Era algo que Gurney había oído antes, eso de que los cuervos no dejaban que uno de los suyos muriera solo. Si un cuervo estaba muriendo, otros llegaban para situarse a su lado y acompañarlo. La primera vez que había oído esa historia, de labios de su abuela cuando tenía diez u once años, tuvo que salir de la habitación porque sabía que iba a llorar. Fue al cuarto de baño. Le dolía el corazón.
– Una vez vi una foto de un cuervo al que dispararon en una granja de Nebraska -dijo Dermott con una mezcla de asombro y desprecio-. Un granjero con una escopeta estaba de pie junto a una pila de cuervos muertos que le llegaba a la altura del hombro.
Hizo una pausa como para darle a Nardo tiempo para apreciar el absurdo impulso suicida de los cuervos y la relación entre sus destinos.
Nardo negó con la cabeza.
– ¿De verdad cree que puede quedarse ahí sentado y disparar a un policía detrás de otro a medida que vayan entrando sin que le vuelen la cabeza? Eso no va a ocurrir.
– Por supuesto que no. ¿Nunca le ha dicho nadie que una mente literal es una mente pequeña? Me gusta la historia de los cuervos, teniente, pero hay formas más eficaces de exterminar alimañas que dispararles de una en una. Gasearlas, por ejemplo. Gasear es muy eficaz si cuentas con el sistema de propagación adecuado. Quizá se haya fijado en que todas las habitaciones de esta casa tienen rociadores.
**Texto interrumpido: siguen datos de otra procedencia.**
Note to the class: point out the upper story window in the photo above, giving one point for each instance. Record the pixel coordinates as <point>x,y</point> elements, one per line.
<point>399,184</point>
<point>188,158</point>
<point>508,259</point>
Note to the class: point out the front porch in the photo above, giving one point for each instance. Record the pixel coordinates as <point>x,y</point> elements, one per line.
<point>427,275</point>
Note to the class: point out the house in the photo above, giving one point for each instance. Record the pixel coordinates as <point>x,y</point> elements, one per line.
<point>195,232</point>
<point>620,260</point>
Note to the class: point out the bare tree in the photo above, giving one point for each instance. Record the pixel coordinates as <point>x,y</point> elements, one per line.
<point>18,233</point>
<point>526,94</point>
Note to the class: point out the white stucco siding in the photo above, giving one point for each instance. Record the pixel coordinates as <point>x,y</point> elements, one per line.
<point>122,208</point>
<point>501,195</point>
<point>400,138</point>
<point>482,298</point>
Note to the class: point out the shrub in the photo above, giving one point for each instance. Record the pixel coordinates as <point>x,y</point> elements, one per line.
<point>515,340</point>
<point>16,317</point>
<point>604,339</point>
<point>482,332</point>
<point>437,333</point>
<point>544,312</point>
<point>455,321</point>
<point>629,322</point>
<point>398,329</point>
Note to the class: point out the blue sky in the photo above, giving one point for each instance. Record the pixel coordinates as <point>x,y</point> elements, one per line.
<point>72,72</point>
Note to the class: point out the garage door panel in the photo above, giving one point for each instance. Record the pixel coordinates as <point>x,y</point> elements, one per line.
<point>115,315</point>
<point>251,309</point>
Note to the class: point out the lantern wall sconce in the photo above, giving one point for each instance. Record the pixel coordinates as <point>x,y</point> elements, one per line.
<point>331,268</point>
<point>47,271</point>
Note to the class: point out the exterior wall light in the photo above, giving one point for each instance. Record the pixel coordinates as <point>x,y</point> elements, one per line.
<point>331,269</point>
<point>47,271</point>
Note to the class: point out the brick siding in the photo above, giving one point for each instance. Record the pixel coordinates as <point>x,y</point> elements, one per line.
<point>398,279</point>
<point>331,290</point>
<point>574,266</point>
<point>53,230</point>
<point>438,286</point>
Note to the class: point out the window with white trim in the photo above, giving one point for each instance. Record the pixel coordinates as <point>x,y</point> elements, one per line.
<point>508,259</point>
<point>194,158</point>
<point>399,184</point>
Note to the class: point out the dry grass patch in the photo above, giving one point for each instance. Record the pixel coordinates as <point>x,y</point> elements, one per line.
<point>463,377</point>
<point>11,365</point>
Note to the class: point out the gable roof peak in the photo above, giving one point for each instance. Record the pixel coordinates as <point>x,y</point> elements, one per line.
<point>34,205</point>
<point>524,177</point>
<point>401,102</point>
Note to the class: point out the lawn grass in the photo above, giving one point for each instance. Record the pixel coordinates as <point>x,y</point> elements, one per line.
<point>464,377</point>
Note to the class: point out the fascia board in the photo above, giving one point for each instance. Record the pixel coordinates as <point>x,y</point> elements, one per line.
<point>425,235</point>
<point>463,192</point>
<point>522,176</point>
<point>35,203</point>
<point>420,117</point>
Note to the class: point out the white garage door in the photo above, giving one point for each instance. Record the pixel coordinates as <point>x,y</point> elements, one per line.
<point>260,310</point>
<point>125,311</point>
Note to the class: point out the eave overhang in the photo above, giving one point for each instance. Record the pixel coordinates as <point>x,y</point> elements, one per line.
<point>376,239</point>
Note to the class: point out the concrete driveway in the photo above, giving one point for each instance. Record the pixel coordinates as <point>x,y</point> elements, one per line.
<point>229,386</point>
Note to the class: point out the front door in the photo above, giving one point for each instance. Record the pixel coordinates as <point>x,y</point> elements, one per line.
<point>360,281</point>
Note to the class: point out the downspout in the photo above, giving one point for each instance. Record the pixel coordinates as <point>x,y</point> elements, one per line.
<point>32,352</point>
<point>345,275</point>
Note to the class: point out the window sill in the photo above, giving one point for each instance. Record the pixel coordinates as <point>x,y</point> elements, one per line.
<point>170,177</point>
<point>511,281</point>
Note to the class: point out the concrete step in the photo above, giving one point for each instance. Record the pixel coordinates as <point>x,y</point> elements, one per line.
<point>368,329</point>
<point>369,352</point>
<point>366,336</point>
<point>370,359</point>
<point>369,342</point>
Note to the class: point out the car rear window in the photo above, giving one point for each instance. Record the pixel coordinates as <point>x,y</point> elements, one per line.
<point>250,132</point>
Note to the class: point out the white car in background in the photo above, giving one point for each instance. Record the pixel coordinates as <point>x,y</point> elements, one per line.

Todas salvo ésta. Hizo una pausa otra vez, su ojo más animado centelleó con autofelicitación. Así pues, si le disparo a usted y todos los cuervos vienen volando, yo abro dos pequeñas válvulas en dos pequeñas tuberías y veinte segundos después… Su sonrisa adoptó un tono angelical. ¿Tiene idea del efecto que tiene el cloro concentrado en el pulmón humano? ¿Y de lo rápido que es?
Gurney observó a Nardo pugnando por calibrar a ese hombre aterrador y sereno, así como su amenaza de gasear. Durante un inquietante momento, pensó que el orgullo y la rabia del policía iban a impulsarlo a un fatal salto adelante; sin embargo, Nardo se limitó a respirar varias veces, lo cual pareció aliviar parte de la tensión, y habló con voz que sonó sincera y ansiosa.